工場での帽子の役割は、髪毛が機械に挟まれることの防止と頭を何かにぶつけた時のキズ防止(特に危険職場はヘルメット)だ。
したがって、ツバはなくてもいいと思うが、やはりかぶりにくいので短いツバがついていた。
非常にコンパクトな帽子なので、工場から会議室に行ったような場合、たたんでポケットに入るため便利だった。
その創業以来の機能的な帽子が、いつのころからか、「野球帽」に変わってしまった。
野球帽は太陽の直射を遮るためにツバが非常に大きい。
作業はすべて屋内で行なうのに、なぜあんなに大きなツバが必要なのか。
現場作業は、あんな大きなツバでは極めてやりにくい。
そのためツバを逆にかぶっていると、規則違反だと注意される。
先日、「坂の上の雲」を観ていたら、海軍仕官の帽子のツバもすごく短かった。
やはり狭い軍艦の中のことを考えると、自ずからそうなるのだろう。
トヨタの現場の帽子の野球帽化も、現場作業を知らない本社の人がデザイン性などで考えた結果だと思う。
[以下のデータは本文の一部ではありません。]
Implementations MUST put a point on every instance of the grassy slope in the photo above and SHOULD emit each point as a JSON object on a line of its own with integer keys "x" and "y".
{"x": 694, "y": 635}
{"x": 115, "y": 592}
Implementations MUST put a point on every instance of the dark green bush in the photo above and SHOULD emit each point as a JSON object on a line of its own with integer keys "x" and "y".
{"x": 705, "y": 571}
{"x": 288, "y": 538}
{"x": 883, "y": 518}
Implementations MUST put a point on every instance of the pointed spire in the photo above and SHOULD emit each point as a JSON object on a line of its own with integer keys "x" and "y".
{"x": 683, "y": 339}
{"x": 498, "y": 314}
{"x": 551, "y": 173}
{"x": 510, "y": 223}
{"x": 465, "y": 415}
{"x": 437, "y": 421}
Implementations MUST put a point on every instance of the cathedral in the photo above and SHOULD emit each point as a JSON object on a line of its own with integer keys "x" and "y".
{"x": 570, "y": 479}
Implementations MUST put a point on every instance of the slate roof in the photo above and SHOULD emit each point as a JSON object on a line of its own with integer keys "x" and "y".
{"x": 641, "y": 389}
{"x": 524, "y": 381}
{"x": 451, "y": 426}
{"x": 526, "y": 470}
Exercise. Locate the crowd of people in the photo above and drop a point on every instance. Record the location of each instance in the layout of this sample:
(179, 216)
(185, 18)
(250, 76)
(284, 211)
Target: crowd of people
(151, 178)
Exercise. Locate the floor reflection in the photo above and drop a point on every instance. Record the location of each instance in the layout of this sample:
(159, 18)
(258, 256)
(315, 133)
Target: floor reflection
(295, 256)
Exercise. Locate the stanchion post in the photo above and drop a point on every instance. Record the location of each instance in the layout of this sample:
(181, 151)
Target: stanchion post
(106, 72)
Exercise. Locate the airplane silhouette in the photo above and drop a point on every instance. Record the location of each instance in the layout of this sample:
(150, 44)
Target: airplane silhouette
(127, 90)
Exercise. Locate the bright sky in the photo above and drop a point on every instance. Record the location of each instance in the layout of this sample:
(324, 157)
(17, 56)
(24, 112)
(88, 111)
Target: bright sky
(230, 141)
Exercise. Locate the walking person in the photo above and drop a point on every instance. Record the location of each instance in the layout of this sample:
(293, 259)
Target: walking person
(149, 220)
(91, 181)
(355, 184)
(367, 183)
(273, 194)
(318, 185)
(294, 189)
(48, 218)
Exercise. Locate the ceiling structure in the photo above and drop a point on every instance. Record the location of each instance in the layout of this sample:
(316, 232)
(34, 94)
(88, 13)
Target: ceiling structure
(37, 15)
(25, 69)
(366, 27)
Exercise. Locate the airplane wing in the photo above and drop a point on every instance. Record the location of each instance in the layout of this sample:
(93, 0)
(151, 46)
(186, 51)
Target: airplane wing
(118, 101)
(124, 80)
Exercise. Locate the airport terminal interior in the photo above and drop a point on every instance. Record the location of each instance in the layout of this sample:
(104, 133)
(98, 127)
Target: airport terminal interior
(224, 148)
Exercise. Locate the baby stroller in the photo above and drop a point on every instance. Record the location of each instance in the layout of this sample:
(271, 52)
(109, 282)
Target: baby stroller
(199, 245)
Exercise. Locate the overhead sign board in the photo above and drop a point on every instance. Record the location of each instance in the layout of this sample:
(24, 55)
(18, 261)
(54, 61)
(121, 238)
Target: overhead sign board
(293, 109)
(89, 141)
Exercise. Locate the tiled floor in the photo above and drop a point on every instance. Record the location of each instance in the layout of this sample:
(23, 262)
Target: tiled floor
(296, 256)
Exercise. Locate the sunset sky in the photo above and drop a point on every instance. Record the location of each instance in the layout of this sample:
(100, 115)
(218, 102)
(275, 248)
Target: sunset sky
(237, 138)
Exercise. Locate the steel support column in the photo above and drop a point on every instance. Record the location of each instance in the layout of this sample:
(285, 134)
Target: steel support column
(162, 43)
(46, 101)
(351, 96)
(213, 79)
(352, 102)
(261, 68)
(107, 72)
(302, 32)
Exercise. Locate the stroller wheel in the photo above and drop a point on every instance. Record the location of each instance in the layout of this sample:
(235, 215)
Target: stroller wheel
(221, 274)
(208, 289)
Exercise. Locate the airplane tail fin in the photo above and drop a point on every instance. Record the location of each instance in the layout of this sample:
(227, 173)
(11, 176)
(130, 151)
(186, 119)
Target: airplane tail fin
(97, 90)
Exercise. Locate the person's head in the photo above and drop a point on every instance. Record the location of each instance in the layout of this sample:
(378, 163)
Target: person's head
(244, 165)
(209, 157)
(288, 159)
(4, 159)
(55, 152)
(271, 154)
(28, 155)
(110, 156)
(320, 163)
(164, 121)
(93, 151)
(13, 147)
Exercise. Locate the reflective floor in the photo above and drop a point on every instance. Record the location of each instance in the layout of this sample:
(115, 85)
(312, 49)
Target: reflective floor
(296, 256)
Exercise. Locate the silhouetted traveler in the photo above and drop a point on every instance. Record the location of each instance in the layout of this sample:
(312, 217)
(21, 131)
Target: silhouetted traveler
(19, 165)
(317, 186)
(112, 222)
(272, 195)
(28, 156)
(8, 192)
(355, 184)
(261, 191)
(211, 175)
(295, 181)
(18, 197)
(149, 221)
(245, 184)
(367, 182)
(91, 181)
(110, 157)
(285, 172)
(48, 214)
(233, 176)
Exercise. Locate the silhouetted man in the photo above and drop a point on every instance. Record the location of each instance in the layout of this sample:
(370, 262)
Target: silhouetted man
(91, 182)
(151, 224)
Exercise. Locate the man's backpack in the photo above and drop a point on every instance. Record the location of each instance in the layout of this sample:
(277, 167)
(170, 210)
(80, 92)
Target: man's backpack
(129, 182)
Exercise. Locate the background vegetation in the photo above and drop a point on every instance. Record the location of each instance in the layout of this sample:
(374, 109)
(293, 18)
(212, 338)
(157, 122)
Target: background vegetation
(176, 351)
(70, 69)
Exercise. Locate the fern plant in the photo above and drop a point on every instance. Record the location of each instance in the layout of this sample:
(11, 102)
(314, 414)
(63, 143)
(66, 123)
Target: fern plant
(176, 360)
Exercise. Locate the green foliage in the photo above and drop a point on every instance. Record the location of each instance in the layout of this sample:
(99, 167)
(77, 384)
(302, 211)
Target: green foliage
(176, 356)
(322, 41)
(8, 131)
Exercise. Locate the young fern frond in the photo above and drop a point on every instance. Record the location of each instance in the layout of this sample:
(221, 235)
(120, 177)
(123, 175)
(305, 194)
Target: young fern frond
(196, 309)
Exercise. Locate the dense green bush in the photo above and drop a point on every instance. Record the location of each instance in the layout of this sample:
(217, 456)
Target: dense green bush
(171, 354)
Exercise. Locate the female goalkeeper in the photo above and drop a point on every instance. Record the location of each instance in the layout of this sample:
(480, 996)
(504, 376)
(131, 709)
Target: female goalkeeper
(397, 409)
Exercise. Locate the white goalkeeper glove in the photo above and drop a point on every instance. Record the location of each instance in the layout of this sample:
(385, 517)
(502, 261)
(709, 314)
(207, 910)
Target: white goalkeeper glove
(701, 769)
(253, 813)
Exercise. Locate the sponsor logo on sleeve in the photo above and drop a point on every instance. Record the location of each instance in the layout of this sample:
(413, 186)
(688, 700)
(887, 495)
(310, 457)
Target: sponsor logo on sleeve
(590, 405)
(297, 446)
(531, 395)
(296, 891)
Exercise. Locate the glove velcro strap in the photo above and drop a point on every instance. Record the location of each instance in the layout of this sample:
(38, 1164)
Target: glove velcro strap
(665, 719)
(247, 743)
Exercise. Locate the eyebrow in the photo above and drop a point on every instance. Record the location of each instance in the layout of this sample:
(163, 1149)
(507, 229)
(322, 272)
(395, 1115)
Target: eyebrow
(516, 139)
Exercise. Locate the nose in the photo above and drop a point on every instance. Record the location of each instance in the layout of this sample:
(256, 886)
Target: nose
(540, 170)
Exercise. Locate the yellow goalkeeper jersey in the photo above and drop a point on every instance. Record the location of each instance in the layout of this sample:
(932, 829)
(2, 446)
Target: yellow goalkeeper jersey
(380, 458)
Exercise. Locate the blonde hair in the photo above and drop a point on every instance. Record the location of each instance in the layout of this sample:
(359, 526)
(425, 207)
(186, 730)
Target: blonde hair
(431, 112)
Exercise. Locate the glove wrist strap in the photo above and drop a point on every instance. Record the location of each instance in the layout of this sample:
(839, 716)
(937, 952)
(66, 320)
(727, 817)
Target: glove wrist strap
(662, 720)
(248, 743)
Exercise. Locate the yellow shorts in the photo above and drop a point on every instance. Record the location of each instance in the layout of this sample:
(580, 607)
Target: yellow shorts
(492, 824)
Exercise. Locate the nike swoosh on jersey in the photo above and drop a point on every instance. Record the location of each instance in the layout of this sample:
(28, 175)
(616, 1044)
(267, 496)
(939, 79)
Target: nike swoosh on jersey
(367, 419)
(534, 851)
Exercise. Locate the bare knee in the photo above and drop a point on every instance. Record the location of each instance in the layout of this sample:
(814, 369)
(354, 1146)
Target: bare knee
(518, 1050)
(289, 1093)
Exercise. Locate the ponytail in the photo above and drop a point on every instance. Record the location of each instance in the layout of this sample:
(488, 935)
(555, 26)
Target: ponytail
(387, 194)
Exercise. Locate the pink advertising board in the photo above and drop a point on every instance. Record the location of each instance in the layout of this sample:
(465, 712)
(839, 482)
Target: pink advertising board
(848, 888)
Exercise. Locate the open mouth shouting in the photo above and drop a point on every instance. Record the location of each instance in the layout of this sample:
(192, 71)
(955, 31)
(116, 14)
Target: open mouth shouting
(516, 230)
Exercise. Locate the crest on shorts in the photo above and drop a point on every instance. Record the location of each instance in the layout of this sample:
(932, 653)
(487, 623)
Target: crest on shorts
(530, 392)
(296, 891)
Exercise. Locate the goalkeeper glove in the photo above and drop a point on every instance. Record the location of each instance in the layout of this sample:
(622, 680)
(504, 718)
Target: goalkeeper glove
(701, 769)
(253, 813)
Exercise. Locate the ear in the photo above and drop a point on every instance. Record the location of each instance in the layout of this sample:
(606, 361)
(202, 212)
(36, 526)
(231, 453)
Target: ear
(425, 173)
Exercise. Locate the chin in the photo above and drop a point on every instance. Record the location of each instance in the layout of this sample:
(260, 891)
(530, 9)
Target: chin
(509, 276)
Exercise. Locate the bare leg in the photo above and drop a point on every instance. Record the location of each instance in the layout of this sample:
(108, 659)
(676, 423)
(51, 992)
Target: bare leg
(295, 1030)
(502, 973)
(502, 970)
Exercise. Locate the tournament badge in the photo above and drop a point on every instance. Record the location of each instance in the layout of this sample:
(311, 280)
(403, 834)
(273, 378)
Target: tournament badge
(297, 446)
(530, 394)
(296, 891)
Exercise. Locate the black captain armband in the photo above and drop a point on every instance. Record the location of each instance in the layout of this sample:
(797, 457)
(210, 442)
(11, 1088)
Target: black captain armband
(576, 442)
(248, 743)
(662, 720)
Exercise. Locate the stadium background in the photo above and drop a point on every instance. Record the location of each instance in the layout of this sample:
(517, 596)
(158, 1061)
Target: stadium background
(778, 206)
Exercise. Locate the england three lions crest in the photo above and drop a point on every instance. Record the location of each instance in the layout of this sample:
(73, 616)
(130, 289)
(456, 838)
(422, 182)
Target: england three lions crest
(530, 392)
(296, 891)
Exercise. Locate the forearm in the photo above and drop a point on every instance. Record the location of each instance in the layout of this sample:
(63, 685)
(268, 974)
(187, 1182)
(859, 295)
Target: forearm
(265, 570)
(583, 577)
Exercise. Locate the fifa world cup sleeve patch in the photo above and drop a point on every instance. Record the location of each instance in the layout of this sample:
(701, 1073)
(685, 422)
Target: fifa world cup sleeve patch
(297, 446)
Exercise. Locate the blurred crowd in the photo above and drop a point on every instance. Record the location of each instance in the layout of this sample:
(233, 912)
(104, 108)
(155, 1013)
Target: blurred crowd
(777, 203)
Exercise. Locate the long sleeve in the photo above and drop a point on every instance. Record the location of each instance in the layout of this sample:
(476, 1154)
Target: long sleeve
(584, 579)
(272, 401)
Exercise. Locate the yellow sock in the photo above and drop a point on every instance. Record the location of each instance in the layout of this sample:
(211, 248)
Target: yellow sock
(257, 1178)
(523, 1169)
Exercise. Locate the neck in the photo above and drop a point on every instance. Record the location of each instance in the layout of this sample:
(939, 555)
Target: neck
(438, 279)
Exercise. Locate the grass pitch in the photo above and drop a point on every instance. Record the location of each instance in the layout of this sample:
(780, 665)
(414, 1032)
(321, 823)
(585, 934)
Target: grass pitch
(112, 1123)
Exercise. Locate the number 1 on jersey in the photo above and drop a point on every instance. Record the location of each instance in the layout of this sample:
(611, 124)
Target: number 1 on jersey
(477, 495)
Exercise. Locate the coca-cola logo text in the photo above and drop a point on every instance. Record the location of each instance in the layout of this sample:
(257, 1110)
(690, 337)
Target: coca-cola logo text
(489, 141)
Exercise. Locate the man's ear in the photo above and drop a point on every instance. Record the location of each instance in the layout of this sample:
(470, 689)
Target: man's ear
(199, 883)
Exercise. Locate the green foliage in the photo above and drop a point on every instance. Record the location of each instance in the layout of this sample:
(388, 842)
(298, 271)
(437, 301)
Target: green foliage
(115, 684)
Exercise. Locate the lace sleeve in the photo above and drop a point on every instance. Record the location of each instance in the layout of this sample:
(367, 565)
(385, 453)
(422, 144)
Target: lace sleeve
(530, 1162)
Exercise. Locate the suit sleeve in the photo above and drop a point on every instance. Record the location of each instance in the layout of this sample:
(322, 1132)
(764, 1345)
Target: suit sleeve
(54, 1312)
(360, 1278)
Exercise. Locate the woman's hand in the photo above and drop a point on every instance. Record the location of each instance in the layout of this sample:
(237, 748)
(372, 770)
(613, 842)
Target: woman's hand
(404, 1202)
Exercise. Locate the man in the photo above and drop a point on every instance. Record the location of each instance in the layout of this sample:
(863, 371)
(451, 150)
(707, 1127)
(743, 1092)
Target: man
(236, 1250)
トヨタらしく、機能のみを突き詰めて考えて欲しかった。
それにしても、トヨタ草創期の賢者たちの行なったことは、なにからなにまで素晴らしかった。
私がいた30年間、トヨタ生産方式という「憲法」に対する改正論議はまったくなかった。
それどころか、常に叫ばれたのが「トヨタ生産方式基本の徹底」だ。
リーマンショックでの大赤字、それに続くリコール問題、それらは豊田社長のいうとおり、世界一が射程に入ってきたことによる急激な拡大路線の結果だ。
ここに至っては今まで以上な「トヨタ生産方式基本の徹底」が急務だ。